3. Graglia ha anche da eccepire sulla notazione di Canfora per il mancato invito all'URSS a partecipare alla conferenza di Monaco, che pure si autorappresentava come conferenza sulla «sicurezza europea». Cerca di giustificare il fatto adducendo che l'URSS anni prima aveva condotto «una lotta ideologica strenua contro la socialdemocrazia», tra l’altro sovrapponendo e confondendo lo Stato sovietico con il Comintern e liquidando la stessa politica dei "Fronti Popolari" col riferimento alle «purghe staliniane», come se dentro ci fosse… il partito occidentale (o forse c’era?).
«Francesi e inglesi non volevano altri commensali al tavolo di Monaco, gli bastavano Hitler e Mussolini», afferma Graglia. ammettendo quindi implicitamente che non era la sicurezza e la stabilità europea che importava loro, quanto appunto indirizzare gli appetiti nazisti verso l’Urss. L'argomentazione di Canfora, sbattuta fuori dalla porta, rientra volente o nolente dalla finestra.
Aggiungo che l’alleanza realizzata a Monaco e annunciata dall’inatteso volo di Chamberlain per Monaco, oltre che incoraggiare Hitler a marciare verso est, ebbe almeno altre due conseguenze solitamente ignorate. La prima fu quella di salvare il capo nazista da una rivolta militare già pronta a scattare, con protagonisti molti di coloro che saranno coinvolti e massacrati per la tardiva replica del fallito attentato del luglio ‘44. Tutto era pronto, ma come ha scritto lo storico francese Raymond Cartier, il piano fu annullato «quando la radio aveva annunziato che Chamberlain, avendo ottenuto un’udienza dal Fuhrer, era in volo verso Berchtesgaden». E uno dei congiurati sopravvissuto, il generale Halder , spiegherà: «La base materiale del nostro complotto veniva così distrutta dal momento che Hitler non rientrava a Berlino. Così pure la base morale: noi potevamo arrestare un insensato che stava trascinando la Germania in una guerra perduta in partenza, ma non potevamo di certo arrestare un cancelliere che negoziava col primo ministro di Gran Bretagna il pacifico ritorno dei tedeschi nel Reich».
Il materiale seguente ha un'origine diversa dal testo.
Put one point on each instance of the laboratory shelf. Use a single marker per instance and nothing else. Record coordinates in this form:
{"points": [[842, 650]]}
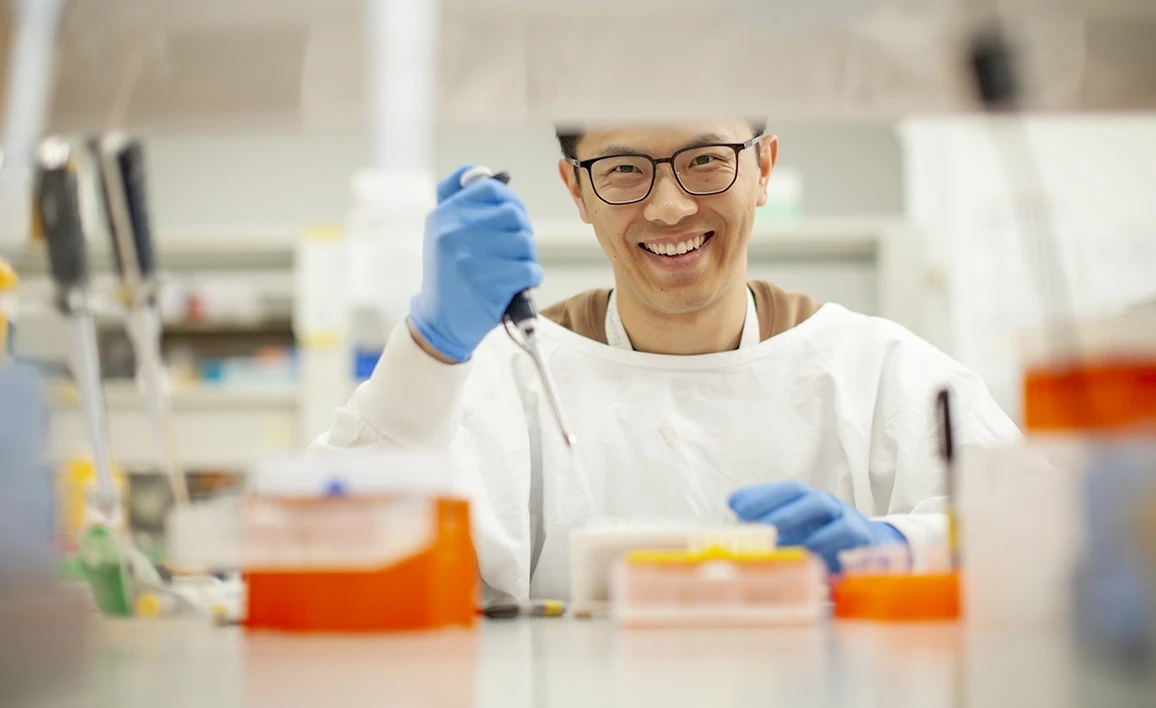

L’altra tragica conseguenza riguardò la Spagna: dove dopo Monaco i servizi segreti inglesi si attivarono per rimuovere un punto di contraddizione con Hitler cui era sensibile l’opinione pubblica della Gran Bretagna. Furono essi a spingere a Madrid con false promesse il colonnello Casado all'insubordinazione e al tradimento, aprendo a Franco la via della vittoria. Come denuncerà il Ministro degli Esteri della Repubblica spagnola Alvarez Del Vayo nelle sue memorie dall’esilio. Senza quel tradimento la guerra civile spagnola sarebbe confluita nella più grande guerra di pochi mesi dopo e avrebbe potuto avere tutt’altri esiti.
4. Infine, al vanto di Mattarella dei settant'anni di pace da ascrivere a merito della integrazione europea, Canfora aveva obiettato ricordando le guerre jugoslave. Graglia risponde che la Jugoslavia non faceva parte dell’Unione europea e che comunque quella sarebbe stata una «guerra civile e intestina», dimenticando – il che è poco scusabile per un docente di relazioni internazionali – il pesante intervento della Nato avvenuto scavalcando il Consiglio di Sicurezza dell'Onu. Con gli Usa che si sono ritagliati con esso nel Kosovo la più grande forse delle centinaia di basi militari da essi installate in giro per il mondo.